There are couple of options I have to specify explicitly to make it work
using query option 1) target-dir 2) split-by OR --m
We import the data to Hive by hourly partition.
sqoop imprt --options-file "credential.txt"
--query "select col1,col2,'col3' as col3 ,col10 from
TABLE where
created between 1353960000000 and 1353963600000
\$CONDITION"
--target-dir='/tmp/TABLENAME/12-01-2002-00-00-00'
--hive-import
--hive-partition-key part --hive-partition-value
'PARTITION_VALUE'
--hive-overwrite
--hive-delims-replacement
--split-by created (OR) --m=1
Previously we were using --table option so we don't have to specify column
name, target directory and split-by option.

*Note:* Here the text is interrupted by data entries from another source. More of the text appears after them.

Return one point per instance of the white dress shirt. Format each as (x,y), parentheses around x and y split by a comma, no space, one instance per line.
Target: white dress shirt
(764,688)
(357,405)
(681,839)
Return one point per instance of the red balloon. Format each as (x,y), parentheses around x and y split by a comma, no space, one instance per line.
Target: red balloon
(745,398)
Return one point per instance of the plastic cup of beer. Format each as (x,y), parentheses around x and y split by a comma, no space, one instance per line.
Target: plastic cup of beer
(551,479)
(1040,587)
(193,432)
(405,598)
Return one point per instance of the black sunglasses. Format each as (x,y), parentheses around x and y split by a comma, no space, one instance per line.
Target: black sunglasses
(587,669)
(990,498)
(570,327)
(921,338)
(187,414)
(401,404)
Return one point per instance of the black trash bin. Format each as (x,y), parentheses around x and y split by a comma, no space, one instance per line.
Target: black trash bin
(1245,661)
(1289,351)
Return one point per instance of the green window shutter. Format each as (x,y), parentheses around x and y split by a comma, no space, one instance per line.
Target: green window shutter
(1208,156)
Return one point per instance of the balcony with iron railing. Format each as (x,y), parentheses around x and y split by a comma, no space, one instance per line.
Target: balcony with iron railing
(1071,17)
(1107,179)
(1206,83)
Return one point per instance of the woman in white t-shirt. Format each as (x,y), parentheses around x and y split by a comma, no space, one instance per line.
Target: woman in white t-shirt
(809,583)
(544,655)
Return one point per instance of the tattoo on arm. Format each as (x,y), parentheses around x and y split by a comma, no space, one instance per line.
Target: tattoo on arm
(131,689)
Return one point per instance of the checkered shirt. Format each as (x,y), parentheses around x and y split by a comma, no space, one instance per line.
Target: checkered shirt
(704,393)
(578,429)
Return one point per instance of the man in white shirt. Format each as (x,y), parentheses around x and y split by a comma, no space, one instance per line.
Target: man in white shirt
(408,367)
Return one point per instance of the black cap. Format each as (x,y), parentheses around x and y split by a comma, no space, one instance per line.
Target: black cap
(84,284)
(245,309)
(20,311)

By implementing this the existing schema is intact in Hive and no changes
required.
On Sun, Dec 2, 2012 at 9:11 AM, Jarek Jarcec Cecho <[email protected]>wrote:
> Hi Anad,
> would you mind providing details on your question about partition support
> in query argument? I'm not sure what you mean and how it connects to
> something that is supported by --table argument.
>
> Jarcec
>
> On Sat, Dec 01, 2012 at 08:13:34PM -0800, Anandha L Ranganathan wrote:
> > Hi Jarcec,
> >
> > I went with second option.
> >
> > giving "select col1, col2, NULL as col3, col4" was throwing
> > NullPointereException.
> >
> > So I went with
> >
> > "Select col1,col2,'col3' as col3, col4"
> >
> > Thanks
> > Anand
> >
> >
> >
> >
> >
> > The second option --query looks good but is it support partition ?
> >
> >
> > On Sat, Dec 1, 2012 at 10:03 AM, Jarek Jarcec Cecho <[email protected]
> >wrote:
> >
> > > Hi Anandha,
> > > I do have couple of suggestions that could help in your scenario:
> > >
> > > 1) Rename your hive table to "TABLENAME_OLD" or something and let Sqoop
> > > create new hive table with proper schema. This way you will not loose
> any
> > > data nor appropriate schema, however you will end up with two tables.
> > >
> > > 2) Change your table based import to query based import and select one
> > > column extra:
> > >
> > > --query "select col1, col2, NULL as col3, col4, ..."
> > >
> > > Jarcec
> > >
> > > On Fri, Nov 30, 2012 at 06:15:02PM -0800, Anandha L Ranganathan wrote:
> > > > In my Sqoop import one of the column in the source table got deleted
> and
> > > > that resulting in data issue. This resulting data are off by 1
> column.
> > > > The removed column was in the middle of the schema. If it were last
> > > column
> > > > then wouldn't have any worries.
> > > >
> > > > Data is imported from MySql to Hive using Sqoop. I am using
> > > sqoop-1.3.0
> > > >
> > > > Here is the syntax.
> > > >
> > > > sqoop import --hive-import
> > > > --options-file 'credential.txt'
> > > > --table 'TABLENAME '
> > > > --where 'created between 1353960000000 and
> 1353963600000'
> > > > --hive-partition-key part
> > > > --hive-partition-value 'PARTITION_VALUE'
> > > > --hive-overwrite
> > > > --hive-delims-replacement
> > > >
> > > >
> > > >
> > > > Now the problem is One of the column in the source DB got removed.
> > > >
> > > > I tried with workaround by including the --columns
> > > >
> > > > 1) By hardcoding third column with quotes.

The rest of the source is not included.